No Brasil, a vida das pessoas negras não é algo relativamente fácil devido ao problema de conseguirem um emprego, serem tratados com igualdade e manter o seu espaço. Por conta disso, dessa falta de espaço, eles se fixaram em áreas periféricas, de difícil acesso e longe de alguns pontos essenciais. Por causa da escravidão de pessoas negras, hoje em dia as pessoas relacionam a pele negra como se fosse algo ruim e passam a discriminar quem possui essa tom de pele e além disso, eles não possuem seus direitos respeitados. Muitos ainda não tem o seu valor reconhecido e sofrem preconceito diariamente.
De acordo com a Constituição Federal em seu artigo 5 fica determinado que “todos são iguais perante a lei, sem distinção de qualquer natureza […]” ou seja, após essa lei, há ter uma noção de que independente de cor e raça, todos devem ser tratados iguais sem nenhum tipo de preconceito. Porém existem pessoas que não praticam esse ato de igualdade e tratam pessoas negras com desigualdade, para esse tipo de situação que a educação deve ser posta em prática, deve ser iniciada dentro das famílias e ensinadas a serem empáticos dentro da sociedade.

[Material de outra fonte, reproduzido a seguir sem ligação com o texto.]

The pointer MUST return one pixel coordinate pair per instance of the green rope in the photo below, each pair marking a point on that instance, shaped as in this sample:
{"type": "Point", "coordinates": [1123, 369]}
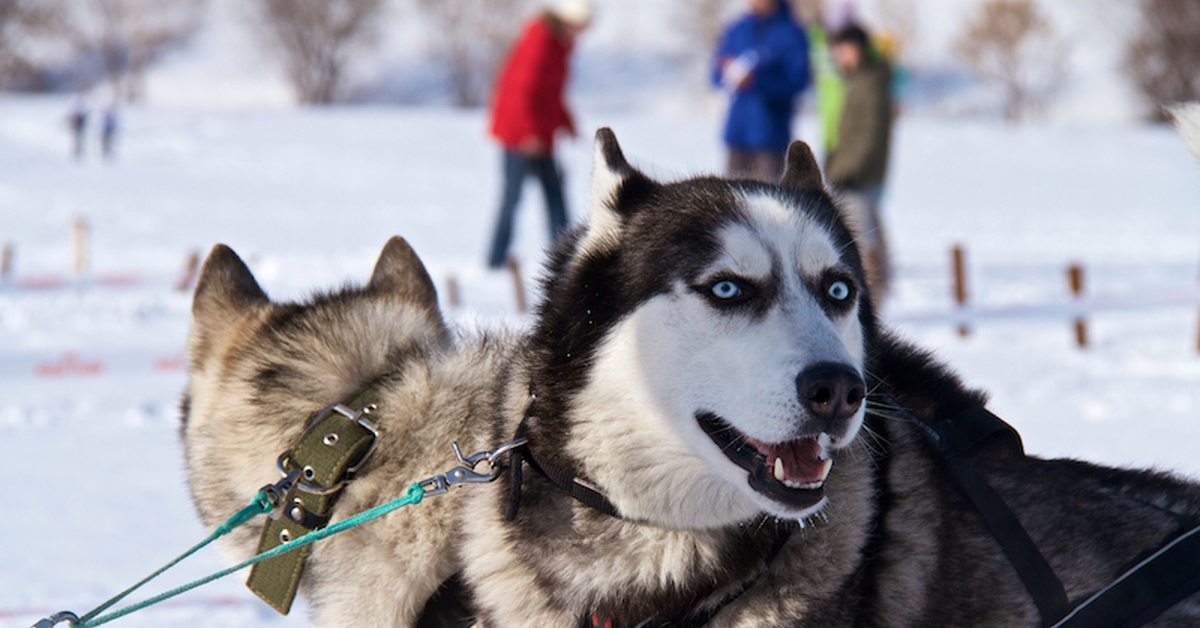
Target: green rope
{"type": "Point", "coordinates": [413, 496]}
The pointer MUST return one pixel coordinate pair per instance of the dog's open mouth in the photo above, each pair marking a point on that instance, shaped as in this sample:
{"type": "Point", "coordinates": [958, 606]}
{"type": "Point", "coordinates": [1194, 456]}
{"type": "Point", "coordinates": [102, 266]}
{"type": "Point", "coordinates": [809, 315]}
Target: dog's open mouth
{"type": "Point", "coordinates": [792, 472]}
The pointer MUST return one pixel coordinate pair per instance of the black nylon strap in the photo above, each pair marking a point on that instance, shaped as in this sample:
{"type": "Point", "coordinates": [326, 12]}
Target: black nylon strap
{"type": "Point", "coordinates": [1031, 566]}
{"type": "Point", "coordinates": [569, 484]}
{"type": "Point", "coordinates": [1145, 591]}
{"type": "Point", "coordinates": [953, 437]}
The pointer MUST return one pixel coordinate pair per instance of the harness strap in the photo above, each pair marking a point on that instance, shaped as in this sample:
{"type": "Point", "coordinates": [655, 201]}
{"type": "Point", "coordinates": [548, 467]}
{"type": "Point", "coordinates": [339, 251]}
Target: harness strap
{"type": "Point", "coordinates": [571, 485]}
{"type": "Point", "coordinates": [955, 436]}
{"type": "Point", "coordinates": [331, 449]}
{"type": "Point", "coordinates": [1141, 593]}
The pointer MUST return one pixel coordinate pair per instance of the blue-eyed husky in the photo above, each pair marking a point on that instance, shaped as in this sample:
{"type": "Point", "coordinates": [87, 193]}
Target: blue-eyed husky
{"type": "Point", "coordinates": [708, 426]}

Com o objetivo de combater o racismo no Brasil, poderiam incrementar histórias afro-americanas no currículo escolar e conscientizar sobre a importância dos negros, valorizar a cultura e a eles também, que são responsáveis por grande parte da cultura brasileira. Além disso, abrir mais oportunidade no mercado de trabalho e quebrar esse paradigma de não contratarem pessoas negras, para que assim eles consigam sair das zonas periféricas e o mais importante, praticarem igualdade na sociedade.